Le cri d’une génération de soignants dans un hôpital au bord de l’effondrement 

Il y a un feu qui brûle. Un feu silencieux, sous les néons blafards des hôpitaux publics. Un feu qui consume lentement ceux qui devraient être nos héros : les médecins, internes et résidents. Le 1er juillet 2025, ils ont cessé de porter leurs blouses comme des armures vides. Ils ont crié, non seulement contre les conditions matérielles indignes, mais contre une machine qui broie leurs corps et leur esprit, contre un système qui les ignore et les oublie. 

Manel Albouchi *

Ils sont jeunes, souvent à peine sortis de l’université. Et pourtant, déjà fatigués. Fatigués d’un travail qui dévore leur sommeil, leur santé, leur humanité. Fatigués de voir la détresse des patients, sans jamais être eux-mêmes écoutés. Fatigués d’une hiérarchie distante, d’une administration aveugle. 

Leur colère est celle d’une génération à bout, à la croisée des chemins entre le don total et la perte de sens. Ce qui les fait tenir dans ces conditions inhumaines, c’est leur rêve d’ailleurs – un ailleurs meilleur, un horizon possible, un espoir qui parfois vacille mais ne meurt jamais. 

Perte de sens et rêve d’un ailleurs meilleur

Cette année, j’ai donné mon jour de repos, par volontariat, pour écouter ces jeunes médecins résidents et internes, pour entendre leur voix, leurs douleurs et leurs espoirs. 

Dans le service de réanimation de l’hôpital des grands brûlés de Ben Arous, j’ai rencontré des visages fermés, des regards fuyants, des corps tendus au bord de la rupture. 

Là-bas, la psychologue a déserté.
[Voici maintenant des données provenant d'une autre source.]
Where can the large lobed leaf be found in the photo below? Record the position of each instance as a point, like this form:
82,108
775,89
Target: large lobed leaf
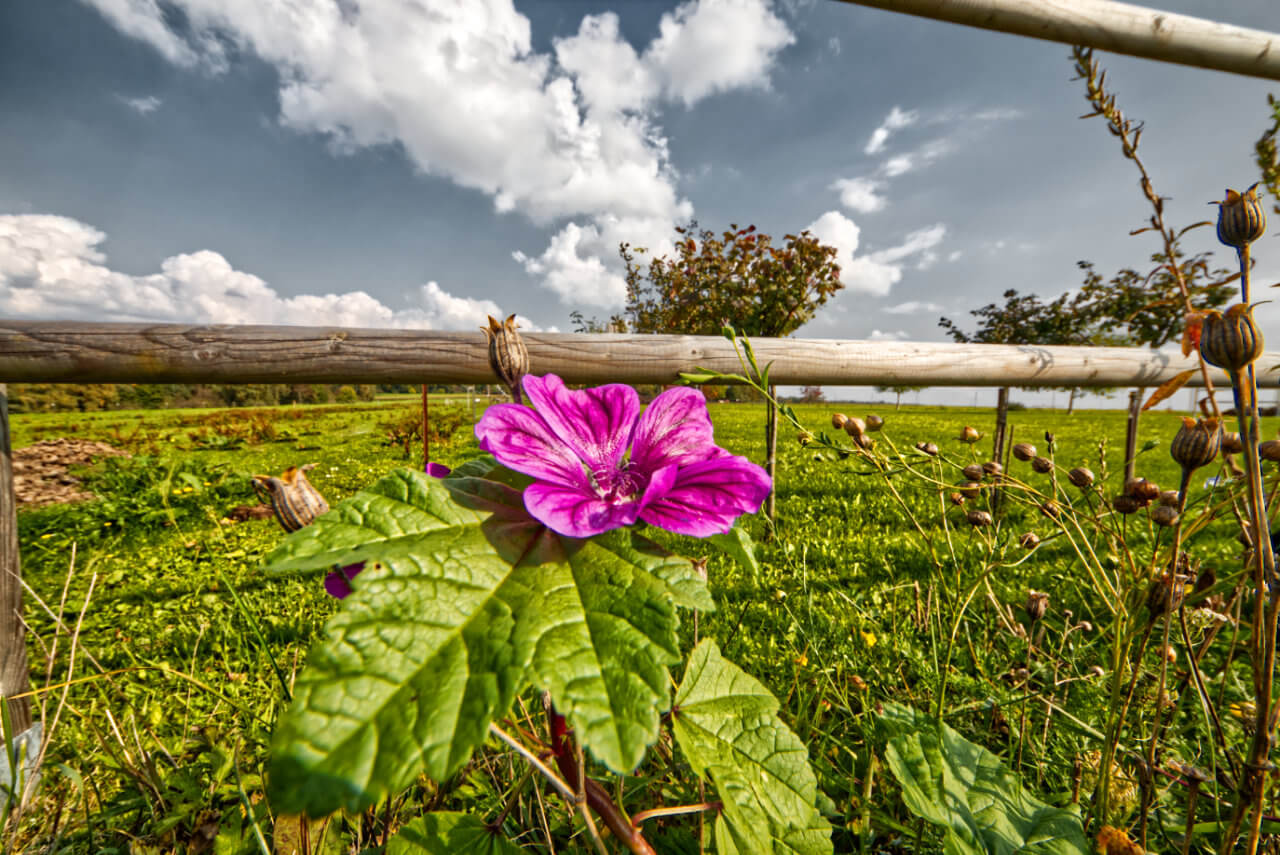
965,789
727,726
464,602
Depuis deux ans, personne n’a remplacé ce lien vital. Les soignants s’occupent des corps calcinés, mais qui s’occupe d’eux ? Qui tient leur main quand le poids devient trop lourd ? 

La médecine n’est pas qu’un savoir technique. C’est un art du lien, un engagement de l’âme. Quand la machine broie le lien, quand le soignant devient lui-même blessé et isolé, le soin se fragilise, et avec lui, notre société toute entière. 

L’hôpital soigne aussi les soignants

La grève n’est pas qu’un refus. Elle est un appel à la vie, à la reconnaissance. Un appel à réinventer l’hôpital, non pas comme une usine à soins, mais comme un lieu vivant, où l’on écoute, où l’on comprend, où l’on soigne aussi les soignants. 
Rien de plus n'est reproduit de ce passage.